The aim of this study was an ex vivo assessment of the discoloration potential of two different intracanal medicaments: (A) Ca(OH)₂, (B) Ca(OH)₂ combined with aquatic solution of CHX, both evaluated over a 3-month period. The hypothesis tested was that Ca(OH)₂ and the combination of Ca(OH)₂ with CHX as single intracanal medicaments did not present differences neither between nor in relation to the absence of any medicament as regards tooth color changes induced within 3-month post-treatment.

2. Materials and Methods

Thirty one intact human anterior mature teeth extracted for periodontal reasons were initially stored in 10% formalin. The teeth were free of caries, restorations and coronal staining. The teeth were cleaned with ultrasonics to disclose gross debris, followed by brushing with a rubber cup and pumice in order to remove remaining debris and stains from the coronal crown surface. Thereafter, the teeth were kept in distilled water until use.
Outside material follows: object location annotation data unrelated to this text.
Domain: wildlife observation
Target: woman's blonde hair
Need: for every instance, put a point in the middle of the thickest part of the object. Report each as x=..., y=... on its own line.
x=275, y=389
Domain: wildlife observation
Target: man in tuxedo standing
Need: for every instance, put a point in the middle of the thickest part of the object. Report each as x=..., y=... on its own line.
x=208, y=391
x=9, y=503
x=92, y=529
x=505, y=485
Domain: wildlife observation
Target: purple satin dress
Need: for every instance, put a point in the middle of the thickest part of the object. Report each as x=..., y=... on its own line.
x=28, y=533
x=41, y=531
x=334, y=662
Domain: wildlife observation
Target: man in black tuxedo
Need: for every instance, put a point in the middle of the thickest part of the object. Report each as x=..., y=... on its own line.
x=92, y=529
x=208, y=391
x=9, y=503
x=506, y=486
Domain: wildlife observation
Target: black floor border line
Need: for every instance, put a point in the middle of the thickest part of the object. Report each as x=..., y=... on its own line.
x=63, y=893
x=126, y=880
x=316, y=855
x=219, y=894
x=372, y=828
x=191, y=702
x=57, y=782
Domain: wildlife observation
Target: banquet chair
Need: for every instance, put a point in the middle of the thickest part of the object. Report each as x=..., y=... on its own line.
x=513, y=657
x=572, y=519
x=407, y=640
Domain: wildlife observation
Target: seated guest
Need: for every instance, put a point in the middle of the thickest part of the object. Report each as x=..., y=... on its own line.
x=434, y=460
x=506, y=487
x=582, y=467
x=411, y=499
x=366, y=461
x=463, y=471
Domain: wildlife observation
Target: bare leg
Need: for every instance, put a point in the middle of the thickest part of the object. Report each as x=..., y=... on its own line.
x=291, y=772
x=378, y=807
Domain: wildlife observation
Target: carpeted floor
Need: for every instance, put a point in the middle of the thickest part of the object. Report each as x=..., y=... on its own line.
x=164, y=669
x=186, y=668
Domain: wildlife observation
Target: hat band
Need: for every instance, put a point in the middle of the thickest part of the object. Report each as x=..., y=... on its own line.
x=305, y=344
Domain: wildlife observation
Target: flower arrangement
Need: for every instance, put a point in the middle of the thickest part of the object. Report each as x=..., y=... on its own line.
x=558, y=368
To monitor the color changes of the teeth the method described by Koursoumis et al. was used [11] . Briefly, on a black rectangular piece of adhesive tape, a round opening of 4 mm in diameter was cut so as to match the size of the window of the colorimeter apparatus. The black tape was applied on the facial aspect of the crown in such a way that the round opening was positioned on the cervical third of the crown (Figure 1).

After the preparation of an access cavity of each tooth, the canal was negotiated with a stainless steel size #10 K-file (Dentsply Maillefer, Baillaigues, Switzerland) and the working length was determined by subtracting 1mm of the file length when the tip was visible on the apical foramen. Then, a glide path was confirmed using stainless steel size #15 and #20 K-files (Dentsply Maillefer, Baillaigues, Switzerland) in conjunction with copious amounts of irrigation. 2.5% NaOCl was used as irrigant in all teeth. Canal shaping was performed with a WaveOne large Ni-Ti rotary instrument (Tulsa Dentsply, Tulsa, OK, USA) used in a reciprocating movement

under copious irrigation. The large WaveOne instrument has similar conicity with the F2 ProTaper instrument. All instruments were used in conjunction with a 16:1 reduction ratio contra-angle connected to an ATR Vision (ATR, Pistoia, Italy) motor which allows the reciprocating movement. The clockwise and the counter-clockwise rotations are set on the motor at four-tenth and two-tenth of a circle. The rotational speed was set at 400 rpm.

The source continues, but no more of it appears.